Why should writers care about this? Two words. Sagging. Middle. If your story slumps along through the middle, if reviewers described chapter eight as the perfect cure for insomnia, then think about the changes presented by the action in the middle of the book. What changes? Does it change in degree, or does it completely reverse itself? How can you magnify that change for more drama?

What are some other examples of oppositional pairs -- or, as our buddy Claude would have it, structural paradigms?

Theresa

7 comments:

Deb Salisbury said...

Slavery / freedom
Truth / falsehood - though that could be too small.

This post is going into my favorites list!

Edittorrent said...

Yes, Deb, those are great examples. If you had, for example,

slavery/indentured servitude
slavery/imprisonment

we wouldn't be talking reversal but ordinary change. Ditto lie and white lie. So if you had a white lie in your text and wanted to make a bigger impact with that story element, you could turn it into an actual lie, and then give consequences to the lie.

Aristotle was a genius. Understand the Poetics, and you understand structure.

Theresa

Joel Q said...

What about a legend or myth that becomes real?
Or a person who believes he is one thing, but finds he is another. Orphan/Son.

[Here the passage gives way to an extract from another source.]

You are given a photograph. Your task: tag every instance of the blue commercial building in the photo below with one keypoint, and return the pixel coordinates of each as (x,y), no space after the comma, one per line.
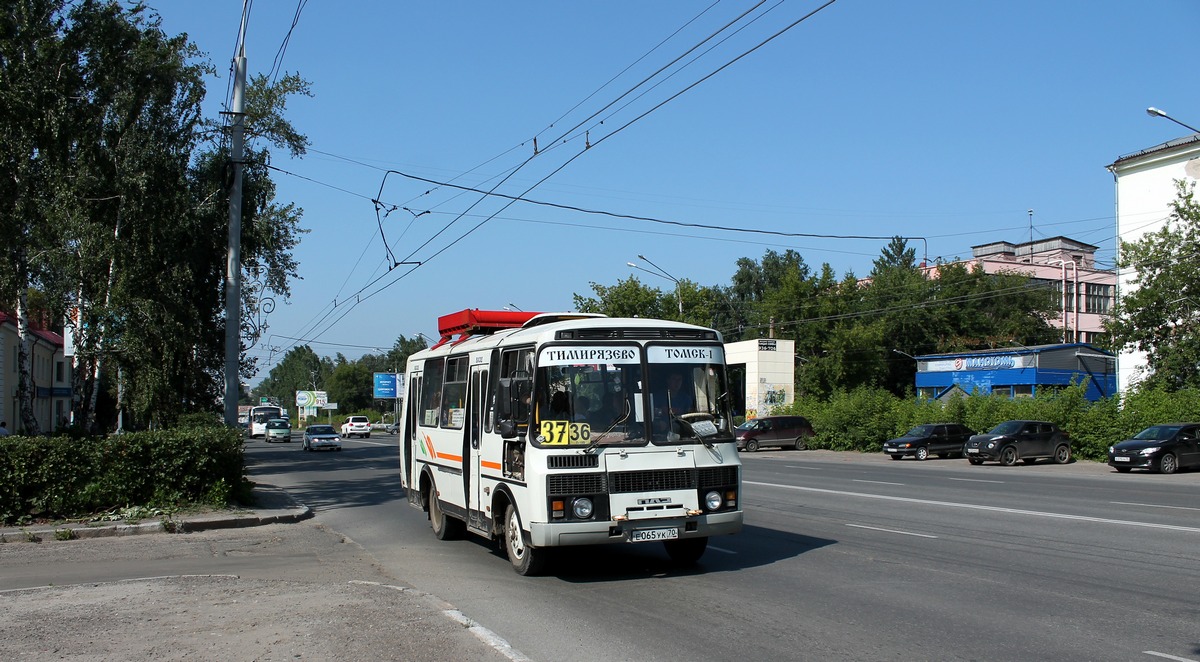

I am guessing these dramatic changes like these be the twists we add to the plot.

JQ

Edittorrent said...

Sure, that works, Joel.
Fake/real
myth/fact

And reversals are definitely one form of plot twist.

Theresa

Denny S. Bryce said...

I love the way you broke it down for my minion thought-process - excellent. It's also timely for my research on ocean movement and bio-diversity. Not a scientist by a mile, but it's the way the story is shaping up in the early stages...so sharing your commitment to discovering new things through research is inspiring (and very useful for Sagging. Middle:). Thank you.

Robert K. Blechman said...

Reversals yes, but not just a dual opposition, like life/death. Levi-Strauss's contribution was to realize that mythic stories are four-parters, as codified in his Canonical Formula. Two opposites are twisted about to create the reversal, but its not just a reversal of attribute "good vs evil" but also a reversal of actors "Hero takes on attributes of villain to triumph over villain." Thats what creates the dramatic tension that drives the story.

Edittorrent said...

Yes, Robert, but then how do you unhook it from time? That's the part of his theory I've been tugging on, the whole timeline issue.